Temporary guest worker visas, known as H-1B visas, are among some of the tools STEP America employs. Yet, H-1B annual caps and limitations are preventing technology companies from bringing in new foreign workers, so these companies are being forced to grow their operations abroad. Meanwhile, other countries are changing their immigration policies to attract foreign talents. For example, the Chinese government has introduced a program under which Chinese scientists who move home from abroad can get free housing, a bonus of 1 million yuan (more than $157,000) and, in some cases, a prestigious academic title attached to their name. In light of international advancements, critics of the 112th United States Congress point to the 2012 congressional session as the most unproductive since the 1940s. STEP America understands that changes to an archaic immigration system cannot change at the rapid rate necessary for Silicon Valley. STEP America can work with companies that refuse to wait for policy change and are insistent on taking control of the legal limitations placed on their hiring and retention of their international executives.
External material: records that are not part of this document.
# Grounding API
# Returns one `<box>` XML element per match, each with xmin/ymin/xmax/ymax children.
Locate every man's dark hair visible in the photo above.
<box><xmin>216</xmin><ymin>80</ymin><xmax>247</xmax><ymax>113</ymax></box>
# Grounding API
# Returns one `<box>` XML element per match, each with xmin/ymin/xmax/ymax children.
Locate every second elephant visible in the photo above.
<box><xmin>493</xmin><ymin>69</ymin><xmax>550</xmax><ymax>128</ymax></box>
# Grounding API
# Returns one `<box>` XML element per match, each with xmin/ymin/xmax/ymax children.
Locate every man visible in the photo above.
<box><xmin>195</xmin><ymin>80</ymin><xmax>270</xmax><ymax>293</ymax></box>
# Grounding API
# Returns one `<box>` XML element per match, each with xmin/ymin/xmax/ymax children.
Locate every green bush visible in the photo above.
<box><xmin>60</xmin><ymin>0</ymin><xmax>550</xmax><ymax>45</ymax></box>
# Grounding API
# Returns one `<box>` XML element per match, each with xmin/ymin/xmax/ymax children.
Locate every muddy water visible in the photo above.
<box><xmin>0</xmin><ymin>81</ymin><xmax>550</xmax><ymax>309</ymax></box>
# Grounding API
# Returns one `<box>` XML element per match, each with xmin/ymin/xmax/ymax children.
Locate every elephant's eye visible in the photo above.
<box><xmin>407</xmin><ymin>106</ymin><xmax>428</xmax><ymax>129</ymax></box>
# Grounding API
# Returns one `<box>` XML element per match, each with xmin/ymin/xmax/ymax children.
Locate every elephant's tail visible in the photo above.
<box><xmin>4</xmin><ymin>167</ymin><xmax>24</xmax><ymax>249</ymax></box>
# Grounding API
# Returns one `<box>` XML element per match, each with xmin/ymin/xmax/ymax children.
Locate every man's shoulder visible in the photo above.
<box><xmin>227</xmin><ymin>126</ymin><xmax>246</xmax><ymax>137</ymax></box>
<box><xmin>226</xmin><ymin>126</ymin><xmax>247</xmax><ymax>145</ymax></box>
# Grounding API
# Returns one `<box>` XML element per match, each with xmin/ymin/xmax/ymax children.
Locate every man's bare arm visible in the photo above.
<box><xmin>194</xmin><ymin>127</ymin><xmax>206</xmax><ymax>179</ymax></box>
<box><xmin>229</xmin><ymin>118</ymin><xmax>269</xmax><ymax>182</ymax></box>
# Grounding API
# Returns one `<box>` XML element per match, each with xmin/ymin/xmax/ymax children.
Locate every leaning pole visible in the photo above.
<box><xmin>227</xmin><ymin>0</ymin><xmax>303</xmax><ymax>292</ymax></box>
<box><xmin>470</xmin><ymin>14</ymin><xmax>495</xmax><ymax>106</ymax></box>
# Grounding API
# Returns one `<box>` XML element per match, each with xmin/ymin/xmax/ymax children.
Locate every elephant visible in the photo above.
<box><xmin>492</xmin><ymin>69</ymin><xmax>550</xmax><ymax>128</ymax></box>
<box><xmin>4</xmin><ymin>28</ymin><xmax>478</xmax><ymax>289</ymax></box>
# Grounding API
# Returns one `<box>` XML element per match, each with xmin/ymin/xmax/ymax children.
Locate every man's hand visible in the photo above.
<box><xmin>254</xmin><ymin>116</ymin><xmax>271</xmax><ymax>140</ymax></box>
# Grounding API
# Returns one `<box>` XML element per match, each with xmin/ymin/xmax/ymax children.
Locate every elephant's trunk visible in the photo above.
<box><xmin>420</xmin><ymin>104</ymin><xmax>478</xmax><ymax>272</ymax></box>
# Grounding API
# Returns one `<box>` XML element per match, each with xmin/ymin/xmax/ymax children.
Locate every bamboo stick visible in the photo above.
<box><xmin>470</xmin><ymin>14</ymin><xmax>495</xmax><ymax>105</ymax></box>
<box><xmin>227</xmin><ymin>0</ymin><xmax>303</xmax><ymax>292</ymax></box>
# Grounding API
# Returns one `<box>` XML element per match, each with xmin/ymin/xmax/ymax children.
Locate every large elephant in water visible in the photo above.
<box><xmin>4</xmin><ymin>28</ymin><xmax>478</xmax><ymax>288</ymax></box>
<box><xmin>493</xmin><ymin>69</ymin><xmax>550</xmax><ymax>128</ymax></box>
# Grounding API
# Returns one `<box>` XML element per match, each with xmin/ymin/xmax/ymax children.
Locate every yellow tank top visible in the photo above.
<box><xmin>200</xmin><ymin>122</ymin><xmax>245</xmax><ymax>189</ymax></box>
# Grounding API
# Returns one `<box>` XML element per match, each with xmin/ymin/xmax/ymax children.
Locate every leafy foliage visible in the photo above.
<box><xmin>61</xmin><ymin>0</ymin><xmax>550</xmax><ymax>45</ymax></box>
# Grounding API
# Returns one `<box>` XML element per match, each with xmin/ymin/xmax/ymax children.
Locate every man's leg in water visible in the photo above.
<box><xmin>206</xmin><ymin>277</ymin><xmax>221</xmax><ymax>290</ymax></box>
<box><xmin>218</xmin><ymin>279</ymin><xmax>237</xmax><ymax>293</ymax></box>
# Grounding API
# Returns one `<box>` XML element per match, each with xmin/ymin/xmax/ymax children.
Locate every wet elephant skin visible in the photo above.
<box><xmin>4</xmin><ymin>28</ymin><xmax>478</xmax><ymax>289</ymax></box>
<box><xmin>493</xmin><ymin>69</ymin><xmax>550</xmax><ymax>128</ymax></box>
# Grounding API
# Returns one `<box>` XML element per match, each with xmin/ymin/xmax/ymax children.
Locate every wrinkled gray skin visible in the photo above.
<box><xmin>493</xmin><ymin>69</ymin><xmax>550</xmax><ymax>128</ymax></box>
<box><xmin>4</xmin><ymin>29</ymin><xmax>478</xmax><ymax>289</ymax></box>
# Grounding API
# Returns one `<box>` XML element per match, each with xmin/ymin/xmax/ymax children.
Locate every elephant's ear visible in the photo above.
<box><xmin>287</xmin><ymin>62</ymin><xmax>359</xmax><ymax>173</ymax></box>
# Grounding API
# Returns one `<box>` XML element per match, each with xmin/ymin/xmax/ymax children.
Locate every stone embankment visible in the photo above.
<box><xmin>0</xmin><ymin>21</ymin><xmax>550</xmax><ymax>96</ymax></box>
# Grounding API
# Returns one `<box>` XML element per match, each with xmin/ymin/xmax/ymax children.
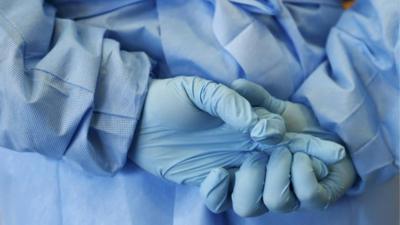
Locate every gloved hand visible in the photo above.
<box><xmin>129</xmin><ymin>77</ymin><xmax>344</xmax><ymax>185</ymax></box>
<box><xmin>228</xmin><ymin>80</ymin><xmax>356</xmax><ymax>212</ymax></box>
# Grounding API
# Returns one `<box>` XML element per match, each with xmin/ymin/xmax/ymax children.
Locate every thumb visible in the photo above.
<box><xmin>231</xmin><ymin>79</ymin><xmax>286</xmax><ymax>115</ymax></box>
<box><xmin>180</xmin><ymin>77</ymin><xmax>286</xmax><ymax>144</ymax></box>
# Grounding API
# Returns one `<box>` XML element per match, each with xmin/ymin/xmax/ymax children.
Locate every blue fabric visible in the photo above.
<box><xmin>0</xmin><ymin>0</ymin><xmax>400</xmax><ymax>225</ymax></box>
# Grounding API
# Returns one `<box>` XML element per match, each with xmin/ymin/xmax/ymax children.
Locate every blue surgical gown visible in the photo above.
<box><xmin>0</xmin><ymin>0</ymin><xmax>400</xmax><ymax>225</ymax></box>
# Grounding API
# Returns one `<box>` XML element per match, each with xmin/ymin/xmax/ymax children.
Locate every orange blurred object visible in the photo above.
<box><xmin>343</xmin><ymin>0</ymin><xmax>355</xmax><ymax>9</ymax></box>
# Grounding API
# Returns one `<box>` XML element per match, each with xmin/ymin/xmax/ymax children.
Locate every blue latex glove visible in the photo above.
<box><xmin>232</xmin><ymin>80</ymin><xmax>356</xmax><ymax>212</ymax></box>
<box><xmin>130</xmin><ymin>77</ymin><xmax>286</xmax><ymax>184</ymax></box>
<box><xmin>129</xmin><ymin>77</ymin><xmax>344</xmax><ymax>189</ymax></box>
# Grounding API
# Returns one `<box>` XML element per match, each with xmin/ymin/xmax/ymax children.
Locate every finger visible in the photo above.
<box><xmin>263</xmin><ymin>148</ymin><xmax>299</xmax><ymax>212</ymax></box>
<box><xmin>320</xmin><ymin>157</ymin><xmax>357</xmax><ymax>203</ymax></box>
<box><xmin>285</xmin><ymin>133</ymin><xmax>346</xmax><ymax>165</ymax></box>
<box><xmin>231</xmin><ymin>79</ymin><xmax>286</xmax><ymax>115</ymax></box>
<box><xmin>292</xmin><ymin>152</ymin><xmax>329</xmax><ymax>208</ymax></box>
<box><xmin>311</xmin><ymin>157</ymin><xmax>329</xmax><ymax>181</ymax></box>
<box><xmin>292</xmin><ymin>153</ymin><xmax>356</xmax><ymax>209</ymax></box>
<box><xmin>181</xmin><ymin>77</ymin><xmax>286</xmax><ymax>143</ymax></box>
<box><xmin>200</xmin><ymin>168</ymin><xmax>233</xmax><ymax>213</ymax></box>
<box><xmin>232</xmin><ymin>152</ymin><xmax>268</xmax><ymax>217</ymax></box>
<box><xmin>250</xmin><ymin>107</ymin><xmax>285</xmax><ymax>145</ymax></box>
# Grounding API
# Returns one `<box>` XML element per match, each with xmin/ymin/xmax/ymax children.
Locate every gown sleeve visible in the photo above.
<box><xmin>293</xmin><ymin>0</ymin><xmax>400</xmax><ymax>193</ymax></box>
<box><xmin>0</xmin><ymin>0</ymin><xmax>151</xmax><ymax>175</ymax></box>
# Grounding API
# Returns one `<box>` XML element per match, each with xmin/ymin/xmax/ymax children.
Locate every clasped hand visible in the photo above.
<box><xmin>129</xmin><ymin>77</ymin><xmax>355</xmax><ymax>216</ymax></box>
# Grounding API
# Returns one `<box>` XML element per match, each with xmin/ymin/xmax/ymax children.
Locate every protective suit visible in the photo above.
<box><xmin>0</xmin><ymin>0</ymin><xmax>400</xmax><ymax>225</ymax></box>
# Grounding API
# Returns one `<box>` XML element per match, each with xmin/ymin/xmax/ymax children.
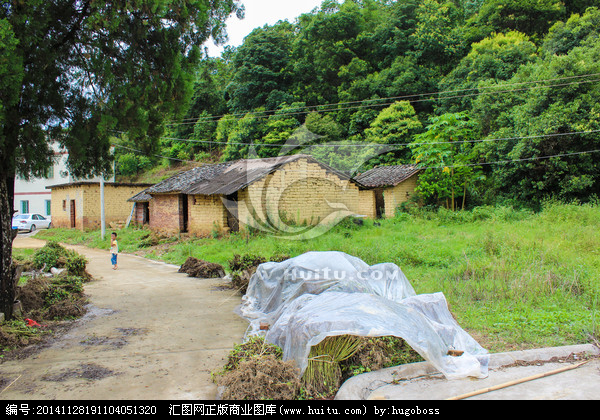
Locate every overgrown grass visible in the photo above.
<box><xmin>38</xmin><ymin>203</ymin><xmax>600</xmax><ymax>351</ymax></box>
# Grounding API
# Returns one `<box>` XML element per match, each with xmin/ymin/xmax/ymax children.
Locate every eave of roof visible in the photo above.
<box><xmin>355</xmin><ymin>165</ymin><xmax>421</xmax><ymax>188</ymax></box>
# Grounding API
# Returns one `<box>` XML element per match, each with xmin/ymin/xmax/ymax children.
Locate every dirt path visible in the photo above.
<box><xmin>0</xmin><ymin>236</ymin><xmax>247</xmax><ymax>400</ymax></box>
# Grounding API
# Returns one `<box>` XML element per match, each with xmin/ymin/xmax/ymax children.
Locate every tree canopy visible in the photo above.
<box><xmin>152</xmin><ymin>0</ymin><xmax>600</xmax><ymax>208</ymax></box>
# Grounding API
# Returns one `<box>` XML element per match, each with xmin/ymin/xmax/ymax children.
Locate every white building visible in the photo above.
<box><xmin>14</xmin><ymin>144</ymin><xmax>114</xmax><ymax>216</ymax></box>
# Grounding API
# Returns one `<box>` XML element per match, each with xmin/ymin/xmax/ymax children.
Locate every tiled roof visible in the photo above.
<box><xmin>129</xmin><ymin>154</ymin><xmax>358</xmax><ymax>201</ymax></box>
<box><xmin>354</xmin><ymin>165</ymin><xmax>420</xmax><ymax>188</ymax></box>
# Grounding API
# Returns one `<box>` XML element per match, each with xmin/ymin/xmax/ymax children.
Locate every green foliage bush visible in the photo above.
<box><xmin>33</xmin><ymin>241</ymin><xmax>67</xmax><ymax>270</ymax></box>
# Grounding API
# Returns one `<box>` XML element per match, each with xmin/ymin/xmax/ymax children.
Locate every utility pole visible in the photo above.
<box><xmin>100</xmin><ymin>174</ymin><xmax>106</xmax><ymax>239</ymax></box>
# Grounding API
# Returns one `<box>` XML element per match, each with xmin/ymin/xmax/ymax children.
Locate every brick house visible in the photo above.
<box><xmin>354</xmin><ymin>165</ymin><xmax>420</xmax><ymax>218</ymax></box>
<box><xmin>129</xmin><ymin>155</ymin><xmax>363</xmax><ymax>235</ymax></box>
<box><xmin>46</xmin><ymin>181</ymin><xmax>151</xmax><ymax>230</ymax></box>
Earlier this year President Barack Obama made an economic and moral case for the need for comprehensive immigration reform, vowing he would send legislation to Congress and insist on a vote if bipartisan efforts fail. He proclaimed that “It won’t be a quick process, but it will be a fair process, and it will lift these individuals out of the shadows, and give them a chance to earn their way to a green card and eventually to citizenship.” STEP recognizes that comprehensive immigration reform appears on the legislative horizon which may include provisions that would make it easier for employers to hire highly skilled foreign workers by increasing the number of H-1B visas that could potentially be granted to employers. By monitoring all the changes STEP America will assist institutional clients in attracting and keeping the smartest, most innovative scientists and engineers in the world–irrespective of creed, gender, nationality, and to the extent the law allows, citizenship status.